Images from the Granular Piston


Here, I've included some images and data from the granular piston experiment. In short, we confine plastic disks to a tall narrow geometry where the walls are fixed and we slowly raise the floor. The disks resist the motion because of friction between the sidewalls and between neighboring disks. In this particular set of experiments, we use 700 monodisperse disks.

We use photoelastic disks and view the experiment through crossed polarizers. Whenever the disk is under stress, it rotates the polarization of light and thus appears bright. The local stress is a function of the gradient2 of the image and can be calibrated.

Below are sequences of images that were taken with a video camera and frame grabber. In the following table of 6 images we show the initial buildup of stress and the failure -- which is clearly evident in the left hand corner. The images are taken at 0, 51, 102, 152, 160.5, & 162.5 seconds, respectively. What should be obvious is that the stress builds up slowly and is periodically released in short bursts (or failures.).


Again, in the following 2 images, taken 2 seconds apart, I show another such failure, also on the left-hand side. Note that since all the disks are the same size, there is a strong tendancy for the stress chains to propagate along the axes of the hexagonal close-packed (HCP) lattice.

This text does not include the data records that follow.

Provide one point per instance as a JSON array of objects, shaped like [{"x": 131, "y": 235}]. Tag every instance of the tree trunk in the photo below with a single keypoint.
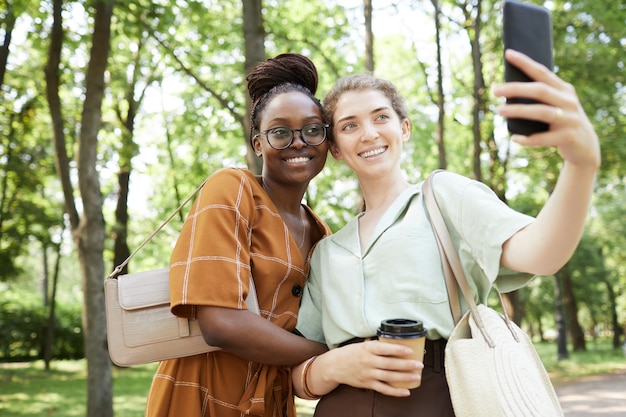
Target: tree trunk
[
  {"x": 50, "y": 330},
  {"x": 369, "y": 36},
  {"x": 121, "y": 250},
  {"x": 513, "y": 306},
  {"x": 9, "y": 24},
  {"x": 90, "y": 233},
  {"x": 561, "y": 340},
  {"x": 254, "y": 42},
  {"x": 571, "y": 311},
  {"x": 478, "y": 89},
  {"x": 439, "y": 132}
]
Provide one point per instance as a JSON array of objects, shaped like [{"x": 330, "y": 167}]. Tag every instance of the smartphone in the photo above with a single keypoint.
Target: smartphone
[{"x": 528, "y": 29}]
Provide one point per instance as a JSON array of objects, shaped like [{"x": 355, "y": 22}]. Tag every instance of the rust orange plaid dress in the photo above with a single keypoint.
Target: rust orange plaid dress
[{"x": 232, "y": 230}]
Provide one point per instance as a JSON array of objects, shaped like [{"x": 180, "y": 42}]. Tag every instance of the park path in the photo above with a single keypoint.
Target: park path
[{"x": 598, "y": 396}]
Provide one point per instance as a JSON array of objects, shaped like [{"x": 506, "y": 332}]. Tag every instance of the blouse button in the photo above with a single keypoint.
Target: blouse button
[{"x": 297, "y": 290}]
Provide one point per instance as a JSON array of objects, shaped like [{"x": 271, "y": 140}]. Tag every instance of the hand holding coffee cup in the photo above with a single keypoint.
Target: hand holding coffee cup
[{"x": 406, "y": 332}]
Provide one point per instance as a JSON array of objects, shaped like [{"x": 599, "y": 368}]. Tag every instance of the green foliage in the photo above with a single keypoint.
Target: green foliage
[
  {"x": 24, "y": 321},
  {"x": 182, "y": 65}
]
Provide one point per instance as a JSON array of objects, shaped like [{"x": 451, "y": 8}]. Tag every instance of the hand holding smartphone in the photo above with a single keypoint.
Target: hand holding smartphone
[{"x": 528, "y": 29}]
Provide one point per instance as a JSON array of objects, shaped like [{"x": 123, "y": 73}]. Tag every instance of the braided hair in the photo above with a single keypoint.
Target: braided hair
[{"x": 281, "y": 74}]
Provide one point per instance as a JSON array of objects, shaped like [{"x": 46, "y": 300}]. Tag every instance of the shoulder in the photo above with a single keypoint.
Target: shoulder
[{"x": 231, "y": 175}]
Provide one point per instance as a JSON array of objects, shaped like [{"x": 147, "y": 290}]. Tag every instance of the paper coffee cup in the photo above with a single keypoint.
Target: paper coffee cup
[{"x": 406, "y": 332}]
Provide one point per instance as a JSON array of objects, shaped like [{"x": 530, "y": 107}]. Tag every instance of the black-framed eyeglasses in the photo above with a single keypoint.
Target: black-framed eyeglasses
[{"x": 313, "y": 134}]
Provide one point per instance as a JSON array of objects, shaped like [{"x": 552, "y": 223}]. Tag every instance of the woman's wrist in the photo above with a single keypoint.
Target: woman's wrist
[{"x": 304, "y": 379}]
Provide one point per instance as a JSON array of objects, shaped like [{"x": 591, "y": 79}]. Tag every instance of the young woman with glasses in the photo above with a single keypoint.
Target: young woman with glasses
[{"x": 242, "y": 225}]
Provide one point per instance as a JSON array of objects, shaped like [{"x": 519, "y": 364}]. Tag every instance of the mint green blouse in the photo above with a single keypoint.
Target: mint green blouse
[{"x": 399, "y": 274}]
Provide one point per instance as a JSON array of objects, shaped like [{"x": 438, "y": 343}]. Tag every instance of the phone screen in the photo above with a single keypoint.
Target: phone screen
[{"x": 528, "y": 29}]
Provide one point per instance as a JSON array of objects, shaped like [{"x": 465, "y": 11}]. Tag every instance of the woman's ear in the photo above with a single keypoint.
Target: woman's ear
[
  {"x": 334, "y": 151},
  {"x": 406, "y": 130},
  {"x": 256, "y": 145}
]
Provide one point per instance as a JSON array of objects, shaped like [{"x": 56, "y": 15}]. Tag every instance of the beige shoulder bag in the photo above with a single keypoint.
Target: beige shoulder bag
[{"x": 140, "y": 327}]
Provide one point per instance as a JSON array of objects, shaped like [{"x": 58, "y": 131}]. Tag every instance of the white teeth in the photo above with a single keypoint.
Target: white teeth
[
  {"x": 373, "y": 152},
  {"x": 298, "y": 159}
]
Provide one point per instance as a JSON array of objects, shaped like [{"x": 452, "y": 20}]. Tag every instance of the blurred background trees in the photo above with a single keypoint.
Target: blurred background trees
[{"x": 112, "y": 113}]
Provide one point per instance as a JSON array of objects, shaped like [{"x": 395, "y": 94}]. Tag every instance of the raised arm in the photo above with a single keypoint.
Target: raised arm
[{"x": 546, "y": 245}]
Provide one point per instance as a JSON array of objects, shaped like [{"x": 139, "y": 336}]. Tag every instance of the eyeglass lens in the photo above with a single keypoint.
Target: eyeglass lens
[{"x": 281, "y": 137}]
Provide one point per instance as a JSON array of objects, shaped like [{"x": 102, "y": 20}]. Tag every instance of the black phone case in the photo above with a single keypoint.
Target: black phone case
[{"x": 528, "y": 29}]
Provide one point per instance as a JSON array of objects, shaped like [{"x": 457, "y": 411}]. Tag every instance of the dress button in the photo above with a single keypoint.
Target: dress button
[{"x": 297, "y": 290}]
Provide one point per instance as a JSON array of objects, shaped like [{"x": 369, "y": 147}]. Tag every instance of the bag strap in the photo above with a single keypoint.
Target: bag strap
[
  {"x": 452, "y": 264},
  {"x": 118, "y": 269}
]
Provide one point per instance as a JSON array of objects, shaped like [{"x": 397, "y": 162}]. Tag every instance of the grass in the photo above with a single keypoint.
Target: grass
[{"x": 27, "y": 390}]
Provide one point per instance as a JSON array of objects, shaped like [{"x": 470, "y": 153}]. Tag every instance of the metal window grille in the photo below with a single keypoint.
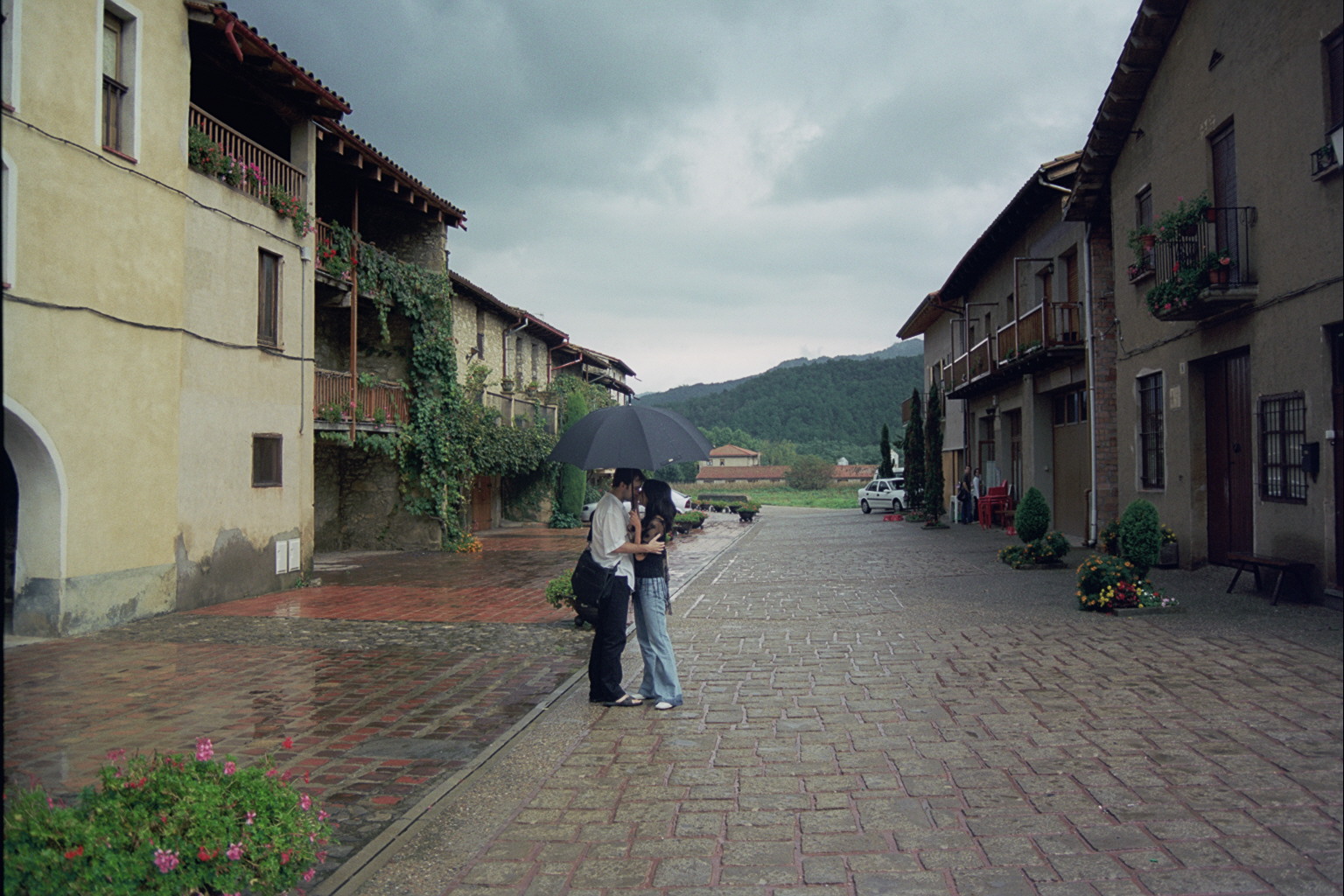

The pressure profile as a function of depth can be calculated for each image by calculating the pressure withing a narrow sliding window. Doing so for each image and assigning an intensity (black-blue-green-red), corresponding to the local stress, and plotting this as a function of time gives the following space-time diagram:

depth
time

Pressure appears as intensity

One thing that can be seen is the banding that appears from the HCP lattice and the propagation of stress chains along the horizontal axis of each picture. Also, this structure stays largely intact while the piston is in motion. A second thing to note are the discontinuities about 1/4 and 3/8 of the way across the image. These are the "failures" shown above -- literally where there is a large buildup of stress and a sudden release.